Plus, the MaH is almost 60 percent higher on the iJoy; while I don't quite yet understand what the MaH figure means, I gather that it means usage should be 60 percent longer at most settings. So even with adjustable batter cutoff on a mod, the a123 is still probably currently bested by the iJoy, barring very high amp usage over the iJoy's 40 Amp MDR; but if a future chip allowed one to adjust the battery minimum cutoff all the way down to 2.0, then the advantages might start to outweigh the disadvantages for the a123. Having said all this, I'm slightly suspecting I may have completely misunderstood how voltage discharge works, because I don't understand what you mean with this sentence: "The voltage of this cell is very steady for most of the discharge, very similar to LiPo's." In my untutored understanding, I had thought that voltage drops proportionately with the discharge of the MaH for all batteries, but now it seems that it depends on the battery type? If voltage holds steady until the MaH are mostly discharged for the a123, this might make it more attractive (at least for my usage) because I then would not have to worry about wattage dropping steadily as voltage drops (the bane of my existence), which generally leads me to recharge my batteries as soon as voltage drops low enough to start dropping wattage.

Sorry if any of this was totally off-base or far too long-winded; I'm just learning about batteries recently and have been trying to figure them out and see if I've understood their arcane, esoteric workings.

 

Minor technical note to add, on your review.

You write: "The datasheet has a "maximum continuous discharge" rating of 70A in the datasheet. But at that temperature, about 85°C, the cell will have a significantly reduced cycle life. This rating is an absolute maximum, not a level you should operate the battery at for every cycle. To allow direct comparison against other batteries I am rating this cell at a level, 30A continuous, which limits the temperature to 60°C to ensure good cycle life. Above this temperature the cell's aging accelerates significantly. The cell can easily be pulsed at levels above 80A though."
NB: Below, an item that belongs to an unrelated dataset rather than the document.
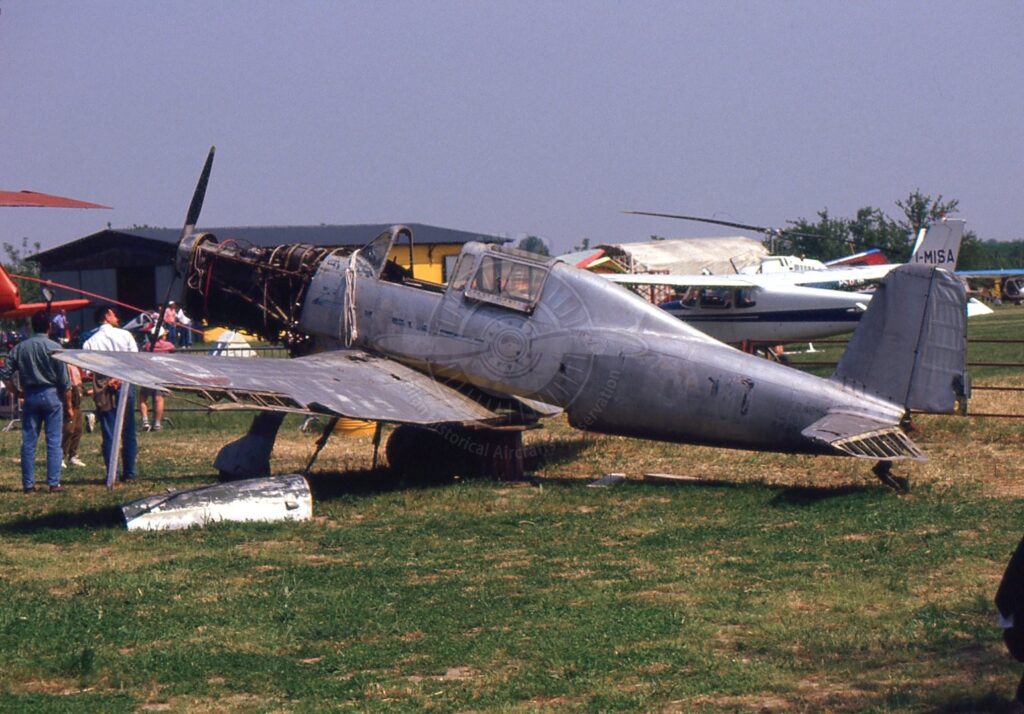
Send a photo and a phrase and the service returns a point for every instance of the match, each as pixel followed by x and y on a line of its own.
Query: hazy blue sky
pixel 545 118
I checked the datasheet you post above, and it indeed claims 70A as the Maximum continuous discharge rate, just as you say. However, I just wanted to note that, interestingly, the datasheet presently posted on the a123 website (this might be from their official reseller's website, actually) now lists an Maximum Continuous Discharge Rate of 50A, not 70A: http://a123batteries.com/v/vspfiles/images/pdf/26650.pdf

Perhaps battery salesman are reading Mooch's reviews and deflating their overrated CDR claims! Still lists a max pulse discharge rate for 10 seconds of 120 A, though.